John is most concerned, however, about the 1914-18 period. Although the company histories published by Putnam are hugely helpful in identifying test flying accidents, they are not necessarily comprehensive. During the First World War the industry grew exponentially, and subcontractors prospered, building and flying aeroplanes only to vanish after the Armistice. Any reader with knowledge of flight-test accidents during the First World War should contact the TFM project, giving details. Do not worry about duplicating information which might already be known to us. Such duplication is often a source of comforting confirmation!
Inevitably, any roll of honour is a harrowing document, but loss of life in a flying accident imposes its own sad dimension of awe. Whether it involves the death of a brilliant young pilot/aerodynamicist when the Royal Aircraft Factory B.E.2c he was testing was transformed into a fireball by a small fuel leak, or of the crew of a Boeing B-17 Flying Fortress which broke up at altitude while engaged on aviation medical research, one can only wonder at the courage of those who put themselves at such risk. They shared some common passion for aviation, but their backgrounds, their skills, and their often lonely deaths could hardly have been more diverse. It is surely fitting that they, and their great endeavours, should be remembered together for all time.
On June 7, 1942, Handley Page Halifax II V9977 of the Telecommunications Flying Unit took off from its home airfield at Defford, in Worcestershire. The aircraft was being used in the most secret trial of a prototype radar ground-mapping and bombing aid which would help to confer war-winning potential upon Bomber Command's strategic bombing offensive against Germany. On board was an RAF flight crew of five, a senior Bomber Command scientific liaison officer, an officer of the H2S development flight, three vital employees of manufacturer EMI, including the H2S project leader, and a civilian flight test observer. These 11 men shared the Halifax with a valuable prototype radar set and all its associated scanning equipment.
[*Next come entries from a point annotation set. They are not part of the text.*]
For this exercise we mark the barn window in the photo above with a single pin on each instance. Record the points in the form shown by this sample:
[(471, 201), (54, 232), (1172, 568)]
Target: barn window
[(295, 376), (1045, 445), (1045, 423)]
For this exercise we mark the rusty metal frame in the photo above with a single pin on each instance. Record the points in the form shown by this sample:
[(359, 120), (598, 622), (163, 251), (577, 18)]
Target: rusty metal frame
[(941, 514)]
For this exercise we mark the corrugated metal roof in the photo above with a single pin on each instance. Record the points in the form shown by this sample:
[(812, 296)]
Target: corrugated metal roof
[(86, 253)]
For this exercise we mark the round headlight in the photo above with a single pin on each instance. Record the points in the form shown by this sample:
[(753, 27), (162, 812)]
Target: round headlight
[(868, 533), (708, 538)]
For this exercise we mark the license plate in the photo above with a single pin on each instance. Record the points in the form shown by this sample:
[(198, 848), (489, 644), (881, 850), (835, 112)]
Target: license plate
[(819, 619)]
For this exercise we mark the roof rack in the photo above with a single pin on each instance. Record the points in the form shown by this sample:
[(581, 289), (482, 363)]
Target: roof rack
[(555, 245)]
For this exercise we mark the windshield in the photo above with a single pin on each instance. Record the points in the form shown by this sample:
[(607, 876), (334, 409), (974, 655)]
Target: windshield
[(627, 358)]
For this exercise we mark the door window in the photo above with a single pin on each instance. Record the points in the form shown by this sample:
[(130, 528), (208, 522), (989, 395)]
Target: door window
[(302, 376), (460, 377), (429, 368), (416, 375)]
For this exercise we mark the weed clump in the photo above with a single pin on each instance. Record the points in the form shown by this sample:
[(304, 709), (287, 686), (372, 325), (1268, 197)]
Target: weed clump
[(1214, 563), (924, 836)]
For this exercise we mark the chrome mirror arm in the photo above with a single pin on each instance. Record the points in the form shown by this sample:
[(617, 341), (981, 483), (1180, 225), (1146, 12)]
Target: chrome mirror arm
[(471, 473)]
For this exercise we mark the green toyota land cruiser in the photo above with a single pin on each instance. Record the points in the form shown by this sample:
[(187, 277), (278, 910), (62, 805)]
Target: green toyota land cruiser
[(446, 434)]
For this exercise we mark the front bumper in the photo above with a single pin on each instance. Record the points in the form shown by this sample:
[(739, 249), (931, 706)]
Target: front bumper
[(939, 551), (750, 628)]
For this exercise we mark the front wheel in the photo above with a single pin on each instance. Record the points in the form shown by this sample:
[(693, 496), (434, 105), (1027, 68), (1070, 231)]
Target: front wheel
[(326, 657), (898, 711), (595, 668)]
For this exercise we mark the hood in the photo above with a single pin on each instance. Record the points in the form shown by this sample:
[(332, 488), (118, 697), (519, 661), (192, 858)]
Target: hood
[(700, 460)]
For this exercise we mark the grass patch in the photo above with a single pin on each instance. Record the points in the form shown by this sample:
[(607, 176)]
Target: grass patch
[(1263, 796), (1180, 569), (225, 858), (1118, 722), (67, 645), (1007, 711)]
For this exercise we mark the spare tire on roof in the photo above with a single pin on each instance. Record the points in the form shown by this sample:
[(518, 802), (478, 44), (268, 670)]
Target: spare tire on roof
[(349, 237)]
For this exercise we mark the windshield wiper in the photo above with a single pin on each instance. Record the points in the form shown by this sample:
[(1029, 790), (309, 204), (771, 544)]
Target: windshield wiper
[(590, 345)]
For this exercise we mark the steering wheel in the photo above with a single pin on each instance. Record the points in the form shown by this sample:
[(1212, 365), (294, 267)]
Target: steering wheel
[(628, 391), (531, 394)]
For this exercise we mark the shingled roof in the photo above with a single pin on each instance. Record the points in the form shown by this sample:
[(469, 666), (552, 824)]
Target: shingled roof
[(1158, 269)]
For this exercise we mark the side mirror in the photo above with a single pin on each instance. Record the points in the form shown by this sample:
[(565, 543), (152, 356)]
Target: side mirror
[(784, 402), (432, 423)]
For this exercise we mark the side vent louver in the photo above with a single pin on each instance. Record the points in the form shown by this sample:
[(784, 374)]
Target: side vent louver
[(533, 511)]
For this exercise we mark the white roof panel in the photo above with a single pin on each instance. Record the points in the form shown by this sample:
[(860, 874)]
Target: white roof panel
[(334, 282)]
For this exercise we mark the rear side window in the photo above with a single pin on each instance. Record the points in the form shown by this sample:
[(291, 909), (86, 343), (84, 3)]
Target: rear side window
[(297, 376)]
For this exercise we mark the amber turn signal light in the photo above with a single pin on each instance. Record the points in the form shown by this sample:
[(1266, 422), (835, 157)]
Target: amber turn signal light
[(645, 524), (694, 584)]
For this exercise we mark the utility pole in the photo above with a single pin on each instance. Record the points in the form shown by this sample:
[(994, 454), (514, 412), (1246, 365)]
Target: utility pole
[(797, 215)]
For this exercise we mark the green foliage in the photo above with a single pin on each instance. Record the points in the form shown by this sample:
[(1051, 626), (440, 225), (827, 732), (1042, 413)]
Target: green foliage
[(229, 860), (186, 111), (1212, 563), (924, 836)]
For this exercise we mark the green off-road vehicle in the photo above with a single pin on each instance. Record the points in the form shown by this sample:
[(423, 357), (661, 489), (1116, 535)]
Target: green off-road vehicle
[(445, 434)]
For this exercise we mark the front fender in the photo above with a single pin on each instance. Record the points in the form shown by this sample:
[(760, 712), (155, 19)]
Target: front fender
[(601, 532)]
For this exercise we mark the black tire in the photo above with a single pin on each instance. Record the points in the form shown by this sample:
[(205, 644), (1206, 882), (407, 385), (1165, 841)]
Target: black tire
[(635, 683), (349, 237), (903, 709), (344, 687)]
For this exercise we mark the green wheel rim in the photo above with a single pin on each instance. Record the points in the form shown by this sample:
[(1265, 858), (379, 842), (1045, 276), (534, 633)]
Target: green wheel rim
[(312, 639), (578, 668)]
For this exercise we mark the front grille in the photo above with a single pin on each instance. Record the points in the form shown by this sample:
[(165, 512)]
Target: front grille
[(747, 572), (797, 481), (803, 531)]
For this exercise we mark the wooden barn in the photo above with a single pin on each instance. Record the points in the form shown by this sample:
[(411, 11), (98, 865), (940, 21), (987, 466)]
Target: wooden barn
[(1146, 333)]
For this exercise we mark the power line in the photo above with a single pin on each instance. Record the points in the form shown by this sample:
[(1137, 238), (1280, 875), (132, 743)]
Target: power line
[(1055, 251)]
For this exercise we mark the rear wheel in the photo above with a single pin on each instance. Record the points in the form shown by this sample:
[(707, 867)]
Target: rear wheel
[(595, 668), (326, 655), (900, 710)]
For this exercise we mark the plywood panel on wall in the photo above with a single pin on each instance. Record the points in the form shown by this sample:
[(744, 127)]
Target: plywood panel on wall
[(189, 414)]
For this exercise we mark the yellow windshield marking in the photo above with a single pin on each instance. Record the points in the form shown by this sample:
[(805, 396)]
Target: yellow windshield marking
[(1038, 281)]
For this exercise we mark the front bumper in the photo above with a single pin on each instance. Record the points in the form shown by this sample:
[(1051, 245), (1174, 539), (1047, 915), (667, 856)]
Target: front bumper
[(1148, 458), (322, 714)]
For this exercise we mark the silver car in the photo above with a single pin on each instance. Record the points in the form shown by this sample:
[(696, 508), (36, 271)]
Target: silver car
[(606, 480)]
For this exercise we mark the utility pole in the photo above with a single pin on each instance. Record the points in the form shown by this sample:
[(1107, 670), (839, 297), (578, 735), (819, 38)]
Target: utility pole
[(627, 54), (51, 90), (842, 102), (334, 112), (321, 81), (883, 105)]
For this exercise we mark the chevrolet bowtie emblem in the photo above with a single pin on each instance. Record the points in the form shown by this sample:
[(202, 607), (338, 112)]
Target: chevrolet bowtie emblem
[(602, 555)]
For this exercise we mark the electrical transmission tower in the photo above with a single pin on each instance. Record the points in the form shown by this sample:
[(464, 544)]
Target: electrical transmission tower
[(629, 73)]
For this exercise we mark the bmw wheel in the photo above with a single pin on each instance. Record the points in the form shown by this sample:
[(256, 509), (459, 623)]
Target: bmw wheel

Shortly after the aircraft left Defford a tappet locking nut detached in the starboard outer engine and caused a fatigue fracture. This resulted in an outbreak of fire in the flame trap, which ignited the induction charge. In no time at all a fierce blaze occurred in the supercharger induction casing. This spread to adjacent fuel tanks, burning through the outboard wing structure, which soon broke away. The resulting crash at Welsh Bicknor from 500ft, inverted, was not survivable, and all on board were killed instantly in what was probably the worst aeroplane flight-test accident of all time.